Bruce Momjian wrote:
> I have generated the following patch that moves postmaster.pid into
> the configuration directory.  pg_ctl only knows about the
> configuration directory because it can't read postgresql.conf, so it
> seems that is the right place to move it.

Files that are not actually configuration files, to be edited by users,
do not belong in the configuration directory.

--
Peter Eisentraut
http://developer.postgresql.org/~petere/

Bruce Momjian said:
>
> I have generated the following patch that moves postmaster.pid into the
> configuration directory.  pg_ctl only knows about the configuration
> directory because it can't read postgresql.conf, so it seems that is
> the right place to move it.

this seems wrong ... wouldn't it be better to teach pg_ctl at least enough
about the config file to enable it to find the data dir?

cheers

andrew

Peter,

> Files that are not actually configuration files, to be edited by users,
> do not belong in the configuration directory.

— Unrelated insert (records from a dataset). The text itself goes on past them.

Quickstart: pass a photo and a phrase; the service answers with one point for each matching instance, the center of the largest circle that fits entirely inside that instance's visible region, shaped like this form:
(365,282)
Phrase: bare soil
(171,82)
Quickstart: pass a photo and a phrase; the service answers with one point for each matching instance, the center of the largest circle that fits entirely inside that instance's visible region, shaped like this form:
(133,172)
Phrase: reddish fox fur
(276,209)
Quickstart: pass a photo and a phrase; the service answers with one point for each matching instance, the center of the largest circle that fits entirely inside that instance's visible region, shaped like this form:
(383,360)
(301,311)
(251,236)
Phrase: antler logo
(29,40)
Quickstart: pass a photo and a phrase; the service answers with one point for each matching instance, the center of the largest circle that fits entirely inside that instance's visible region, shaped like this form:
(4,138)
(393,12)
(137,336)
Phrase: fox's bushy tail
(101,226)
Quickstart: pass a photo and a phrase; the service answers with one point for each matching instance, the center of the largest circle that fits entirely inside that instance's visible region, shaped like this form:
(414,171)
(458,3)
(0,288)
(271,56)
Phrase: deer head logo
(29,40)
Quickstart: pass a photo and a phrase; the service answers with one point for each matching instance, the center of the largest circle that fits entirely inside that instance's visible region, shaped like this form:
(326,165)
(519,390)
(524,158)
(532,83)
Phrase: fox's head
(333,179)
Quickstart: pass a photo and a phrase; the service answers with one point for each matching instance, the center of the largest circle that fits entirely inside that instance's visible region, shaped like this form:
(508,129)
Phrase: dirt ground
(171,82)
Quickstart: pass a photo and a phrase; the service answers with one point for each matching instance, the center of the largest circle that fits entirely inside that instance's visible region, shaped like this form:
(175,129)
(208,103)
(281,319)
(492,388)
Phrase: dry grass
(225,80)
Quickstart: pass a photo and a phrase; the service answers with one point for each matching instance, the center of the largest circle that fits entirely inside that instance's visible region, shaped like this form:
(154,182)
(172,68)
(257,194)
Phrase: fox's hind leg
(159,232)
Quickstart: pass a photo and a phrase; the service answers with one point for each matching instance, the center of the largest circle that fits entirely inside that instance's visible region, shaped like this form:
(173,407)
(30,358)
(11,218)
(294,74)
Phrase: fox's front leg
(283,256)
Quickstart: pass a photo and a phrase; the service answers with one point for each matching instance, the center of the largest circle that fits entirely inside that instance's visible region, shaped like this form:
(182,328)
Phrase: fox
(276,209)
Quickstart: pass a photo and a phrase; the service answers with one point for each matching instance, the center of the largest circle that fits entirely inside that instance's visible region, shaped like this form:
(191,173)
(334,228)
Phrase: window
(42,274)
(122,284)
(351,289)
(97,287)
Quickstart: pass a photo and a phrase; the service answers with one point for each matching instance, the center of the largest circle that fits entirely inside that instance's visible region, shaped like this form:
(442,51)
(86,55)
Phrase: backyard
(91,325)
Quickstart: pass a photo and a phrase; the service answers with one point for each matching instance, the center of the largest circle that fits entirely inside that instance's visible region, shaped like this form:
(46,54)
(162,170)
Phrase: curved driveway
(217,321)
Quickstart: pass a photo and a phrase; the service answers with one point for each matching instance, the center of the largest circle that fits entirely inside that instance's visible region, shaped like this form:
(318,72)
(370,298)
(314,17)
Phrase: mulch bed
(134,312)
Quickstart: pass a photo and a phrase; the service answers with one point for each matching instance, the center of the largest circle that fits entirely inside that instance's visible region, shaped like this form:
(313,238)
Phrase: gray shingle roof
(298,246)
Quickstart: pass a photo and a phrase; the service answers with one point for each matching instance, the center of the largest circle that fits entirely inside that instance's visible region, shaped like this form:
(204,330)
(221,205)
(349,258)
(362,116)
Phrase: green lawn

Do you have an alternate suggestion then?   Current behavior is broken.

--
--Josh

Josh Berkus
Aglio Database Solutions
San Francisco

Bruce Momjian <pgman@candle.pha.pa.us> writes:
> I have generated the following patch that moves postmaster.pid into the
> configuration directory.  pg_ctl only knows about the configuration
> directory because it can't read postgresql.conf, so it seems that is the
> right place to move it.

Unfortunately, that is *absolutely* unsafe.  If we do that it will break
the safety property that the lock file is meant to enforce in the first
place, namely only one postmaster running in a given data directory.
It's not too hard to imagine people getting burnt by that, either:
initdb, create new config files in another directory, forget to remove
the original postgresql.conf in the data directory, and you have every
ingredient needed for disaster.  Just start two postmasters with both
direct and indirect -D arguments, and kaboom.

> This patch does
> require that the postgres unix user have write permission in the
> configuration directory to create the pid file on startup.

That assumption is unacceptable, too.  One of the prime reasons for
having config files somewhere else is that the somewhere else can be
read-only, thus reducing your exposure in case of a security breach.
(Otherwise, we could possibly fix this by generating a second
postmaster.pid in the config directory.)

I really think we have only two choices: teach pg_ctl how to dig the
data directory location out of postgresql.conf, or revert the
separate-config-file-location patch.

            regards, tom lane

On Fri, May 27, 2005 at 07:40:17PM -0400, Tom Lane wrote:

> I really think we have only two choices: teach pg_ctl how to dig the
> data directory location out of postgresql.conf,

I don't think this is extremely hard, isn't it?

--
Alvaro Herrera (<alvherre[a]surnet.cl>)
"El realista sabe lo que quiere; el idealista quiere lo que sabe" (Anónimo)

Alvaro Herrera <alvherre@surnet.cl> writes:
> On Fri, May 27, 2005 at 07:40:17PM -0400, Tom Lane wrote:
>> I really think we have only two choices: teach pg_ctl how to dig the
>> data directory location out of postgresql.conf,

> I don't think this is extremely hard, isn't it?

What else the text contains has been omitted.